Repeated polls have shown that wide majority of Americans want the US to move to a universal healthcare system that guarantees quality care for all patients “like Medicare.”
A single-payer plan like Medicare is far simpler, more universal, and more comprehensive than Edwards’ proposal or any other plans that are premised on the insurance industry which created our current healthcare nightmare by placing their profits ahead of quality, access, and affordability.
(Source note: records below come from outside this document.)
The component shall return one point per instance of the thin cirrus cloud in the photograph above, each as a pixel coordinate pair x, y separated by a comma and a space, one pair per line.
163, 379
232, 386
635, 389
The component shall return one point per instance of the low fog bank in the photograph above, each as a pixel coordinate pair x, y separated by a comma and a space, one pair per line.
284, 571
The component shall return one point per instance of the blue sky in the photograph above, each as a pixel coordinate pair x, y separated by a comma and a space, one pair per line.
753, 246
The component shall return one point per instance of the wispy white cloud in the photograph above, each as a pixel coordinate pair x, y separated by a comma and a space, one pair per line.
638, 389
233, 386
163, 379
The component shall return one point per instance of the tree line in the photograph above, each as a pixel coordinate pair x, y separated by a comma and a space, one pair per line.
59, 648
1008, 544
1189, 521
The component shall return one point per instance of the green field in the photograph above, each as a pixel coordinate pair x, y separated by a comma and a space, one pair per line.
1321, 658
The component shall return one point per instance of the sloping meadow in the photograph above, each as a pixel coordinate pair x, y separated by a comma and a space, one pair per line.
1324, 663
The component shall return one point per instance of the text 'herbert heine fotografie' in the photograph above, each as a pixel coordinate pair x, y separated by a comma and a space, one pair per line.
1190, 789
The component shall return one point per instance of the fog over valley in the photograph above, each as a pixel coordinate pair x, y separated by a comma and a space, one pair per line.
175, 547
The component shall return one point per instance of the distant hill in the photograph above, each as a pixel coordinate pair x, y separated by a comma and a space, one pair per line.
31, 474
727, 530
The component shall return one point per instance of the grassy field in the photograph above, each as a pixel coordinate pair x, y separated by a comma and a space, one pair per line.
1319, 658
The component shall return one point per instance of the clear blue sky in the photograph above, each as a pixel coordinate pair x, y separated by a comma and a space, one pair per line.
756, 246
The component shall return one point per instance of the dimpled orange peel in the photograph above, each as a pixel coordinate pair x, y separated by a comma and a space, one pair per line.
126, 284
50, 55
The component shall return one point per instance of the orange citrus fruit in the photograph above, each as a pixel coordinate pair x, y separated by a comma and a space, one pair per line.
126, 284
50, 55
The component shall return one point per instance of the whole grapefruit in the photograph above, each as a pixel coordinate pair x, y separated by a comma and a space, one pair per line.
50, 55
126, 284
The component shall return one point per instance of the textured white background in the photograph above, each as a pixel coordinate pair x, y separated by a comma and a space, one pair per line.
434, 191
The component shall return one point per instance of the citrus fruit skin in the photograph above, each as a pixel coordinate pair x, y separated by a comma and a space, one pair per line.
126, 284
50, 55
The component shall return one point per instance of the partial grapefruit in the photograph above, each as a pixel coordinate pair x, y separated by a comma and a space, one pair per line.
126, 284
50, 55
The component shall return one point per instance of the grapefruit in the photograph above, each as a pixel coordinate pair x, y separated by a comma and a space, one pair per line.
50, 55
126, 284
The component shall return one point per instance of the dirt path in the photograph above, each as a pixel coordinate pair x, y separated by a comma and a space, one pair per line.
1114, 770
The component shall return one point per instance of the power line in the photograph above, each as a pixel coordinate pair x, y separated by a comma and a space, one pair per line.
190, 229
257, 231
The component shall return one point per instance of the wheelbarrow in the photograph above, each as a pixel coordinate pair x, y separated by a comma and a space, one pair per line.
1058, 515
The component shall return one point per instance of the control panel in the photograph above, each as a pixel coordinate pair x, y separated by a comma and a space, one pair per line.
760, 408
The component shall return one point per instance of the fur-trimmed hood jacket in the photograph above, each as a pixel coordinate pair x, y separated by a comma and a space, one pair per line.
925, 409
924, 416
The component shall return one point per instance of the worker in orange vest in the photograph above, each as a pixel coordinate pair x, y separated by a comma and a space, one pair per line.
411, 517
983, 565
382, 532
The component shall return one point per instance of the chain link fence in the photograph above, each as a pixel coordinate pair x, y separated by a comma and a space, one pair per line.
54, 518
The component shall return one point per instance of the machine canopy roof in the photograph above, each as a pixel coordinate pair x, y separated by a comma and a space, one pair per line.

When it comes to healthcare, an issue that rightfully belongs at the center of his campaign, Edwards should step away from the policy wonks and the purveyors of realpolitik who are working feverishly to sabotage the only healthcare reform that will actually work.
We’d encourage Edwards to go back to the drawing board and rework his position to stand up to the insurance industry robber barons and support HR 676 and other single payer solutions, the real populist solution to our healthcare nightmare.